Morgan’s lawsuit proceeded. More than a year after his termination but just two weeks before the scheduled jury trial, on April 9, 2009, Morgan sought to amend his complaint to add his job termination as another basis for the retaliation claim. The District Court denied Morgan leave to amend because the case was so close to trial. Morgan promptly filed his second lawsuit (“Morgan II”), naming the same defendants and adding his job termination to the First Amendment retaliation claim.

*899 The retaliation claim in Morgan I was tried to a jury in April 2009. 1 The jury found that the Township and Board Supervisor Yerke, but not Sgt. Klocko, had retaliated against Morgan for exercising his First Amendment right to petition. But the jury also found that the Township and Yerke would have suspended and terminated Morgan even if he had not requested a hearing. The result was a defense verdict.

In November 2009, the District Court dismissed Morgan II based on the res judicata effect of Morgan I. On appeal, we affirmed the judgment in Morgan I but reversed the dismissal in Morgan II and remanded. We “conclude[d] that the District Court should not have dismissed” Morgan II because the termination he contested occurred after he had filed Morgan I and “res judicata does not bar claims that are predicated on events that postdate the filing of the initial complaint.” Morgan v. Covington Twp., 648 F.3d 172, 178 (3d Cir.2011).

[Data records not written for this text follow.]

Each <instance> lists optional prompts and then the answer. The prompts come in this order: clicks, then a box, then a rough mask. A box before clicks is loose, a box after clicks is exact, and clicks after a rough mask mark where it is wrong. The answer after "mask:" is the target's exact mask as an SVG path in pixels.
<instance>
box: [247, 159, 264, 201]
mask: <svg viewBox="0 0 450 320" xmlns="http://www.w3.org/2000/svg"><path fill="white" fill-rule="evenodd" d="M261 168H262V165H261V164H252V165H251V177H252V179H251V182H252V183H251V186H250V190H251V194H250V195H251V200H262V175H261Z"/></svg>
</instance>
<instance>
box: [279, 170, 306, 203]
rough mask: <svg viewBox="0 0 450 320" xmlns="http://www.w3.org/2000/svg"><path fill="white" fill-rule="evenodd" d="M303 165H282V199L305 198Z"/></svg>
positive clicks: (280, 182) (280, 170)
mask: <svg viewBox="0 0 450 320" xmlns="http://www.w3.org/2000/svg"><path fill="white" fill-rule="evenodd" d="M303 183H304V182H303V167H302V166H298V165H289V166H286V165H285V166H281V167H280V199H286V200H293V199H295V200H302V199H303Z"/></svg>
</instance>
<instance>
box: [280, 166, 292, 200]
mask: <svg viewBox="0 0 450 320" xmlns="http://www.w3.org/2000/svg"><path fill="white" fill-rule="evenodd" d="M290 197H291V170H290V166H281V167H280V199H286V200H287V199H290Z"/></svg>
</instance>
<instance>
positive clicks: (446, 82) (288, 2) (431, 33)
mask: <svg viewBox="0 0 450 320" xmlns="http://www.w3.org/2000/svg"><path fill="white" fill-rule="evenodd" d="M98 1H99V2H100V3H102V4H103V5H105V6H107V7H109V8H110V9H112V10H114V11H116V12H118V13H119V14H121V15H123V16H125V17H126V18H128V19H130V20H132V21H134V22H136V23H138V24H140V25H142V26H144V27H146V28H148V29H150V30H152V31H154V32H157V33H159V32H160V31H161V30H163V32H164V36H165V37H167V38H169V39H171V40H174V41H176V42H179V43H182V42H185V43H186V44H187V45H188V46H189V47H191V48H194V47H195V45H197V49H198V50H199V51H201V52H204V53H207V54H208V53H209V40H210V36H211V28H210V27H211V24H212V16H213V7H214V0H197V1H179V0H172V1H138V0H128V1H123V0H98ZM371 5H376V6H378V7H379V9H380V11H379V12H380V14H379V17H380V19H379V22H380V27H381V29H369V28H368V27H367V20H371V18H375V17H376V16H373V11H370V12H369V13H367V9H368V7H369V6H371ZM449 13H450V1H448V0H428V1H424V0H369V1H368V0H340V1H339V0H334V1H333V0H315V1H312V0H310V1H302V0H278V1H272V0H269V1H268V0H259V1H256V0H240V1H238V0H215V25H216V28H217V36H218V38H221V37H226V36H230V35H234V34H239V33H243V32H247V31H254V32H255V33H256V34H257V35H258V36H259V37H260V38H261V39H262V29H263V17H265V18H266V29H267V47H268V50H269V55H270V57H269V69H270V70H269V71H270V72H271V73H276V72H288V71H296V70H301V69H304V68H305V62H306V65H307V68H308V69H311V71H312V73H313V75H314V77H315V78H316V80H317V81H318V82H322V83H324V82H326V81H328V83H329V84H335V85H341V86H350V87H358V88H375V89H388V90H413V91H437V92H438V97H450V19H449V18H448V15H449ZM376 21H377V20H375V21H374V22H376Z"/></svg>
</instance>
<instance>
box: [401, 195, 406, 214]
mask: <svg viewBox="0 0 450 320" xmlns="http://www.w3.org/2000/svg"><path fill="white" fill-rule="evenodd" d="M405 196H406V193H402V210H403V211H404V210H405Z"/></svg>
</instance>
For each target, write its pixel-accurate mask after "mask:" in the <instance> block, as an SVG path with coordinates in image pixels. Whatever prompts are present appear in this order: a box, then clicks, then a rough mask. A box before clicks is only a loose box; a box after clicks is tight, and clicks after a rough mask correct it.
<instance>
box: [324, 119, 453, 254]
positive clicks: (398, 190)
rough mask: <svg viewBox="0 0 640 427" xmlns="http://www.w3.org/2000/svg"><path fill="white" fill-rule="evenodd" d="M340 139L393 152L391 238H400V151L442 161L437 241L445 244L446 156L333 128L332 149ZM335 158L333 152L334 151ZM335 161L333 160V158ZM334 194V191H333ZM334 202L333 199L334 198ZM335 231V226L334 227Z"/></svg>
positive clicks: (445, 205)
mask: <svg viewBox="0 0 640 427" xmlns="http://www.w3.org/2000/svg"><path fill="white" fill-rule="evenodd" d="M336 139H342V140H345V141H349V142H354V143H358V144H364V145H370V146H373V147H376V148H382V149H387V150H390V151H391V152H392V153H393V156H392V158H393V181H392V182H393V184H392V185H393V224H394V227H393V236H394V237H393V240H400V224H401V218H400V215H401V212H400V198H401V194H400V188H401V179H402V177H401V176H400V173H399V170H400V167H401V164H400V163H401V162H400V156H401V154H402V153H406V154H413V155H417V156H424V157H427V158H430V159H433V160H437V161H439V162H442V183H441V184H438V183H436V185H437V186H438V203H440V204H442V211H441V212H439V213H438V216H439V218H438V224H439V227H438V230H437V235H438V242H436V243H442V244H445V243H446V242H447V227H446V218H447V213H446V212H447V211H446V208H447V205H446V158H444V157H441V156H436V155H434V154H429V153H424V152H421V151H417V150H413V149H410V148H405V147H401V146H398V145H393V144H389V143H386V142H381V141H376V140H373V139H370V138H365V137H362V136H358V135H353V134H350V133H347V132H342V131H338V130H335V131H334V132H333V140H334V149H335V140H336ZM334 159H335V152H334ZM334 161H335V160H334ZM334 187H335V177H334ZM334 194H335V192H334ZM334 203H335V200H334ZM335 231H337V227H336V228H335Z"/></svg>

On remand, Morgan II proceeded to trial. At the close of Morgan’s case-in-chief, the defendants moved for judgment as a matter of law. The District Court granted the motion, relying on Borough of Duryea v. Guarnieri, - U.S. -, 131 S.Ct. 2488, 180 L.Ed.2d 408 (2011), to conclude that neither Morgan’s request for a public hearing nor the filing of the first lawsuit was protected under the First Amendment because neither addressed a matter of public concern. This appeal followed.

II

The District Court had jurisdiction under 28 U.S.C. §§ 1331 and 1343(a)(2), and we have appellate jurisdiction under 28 U.S.C. § 1291.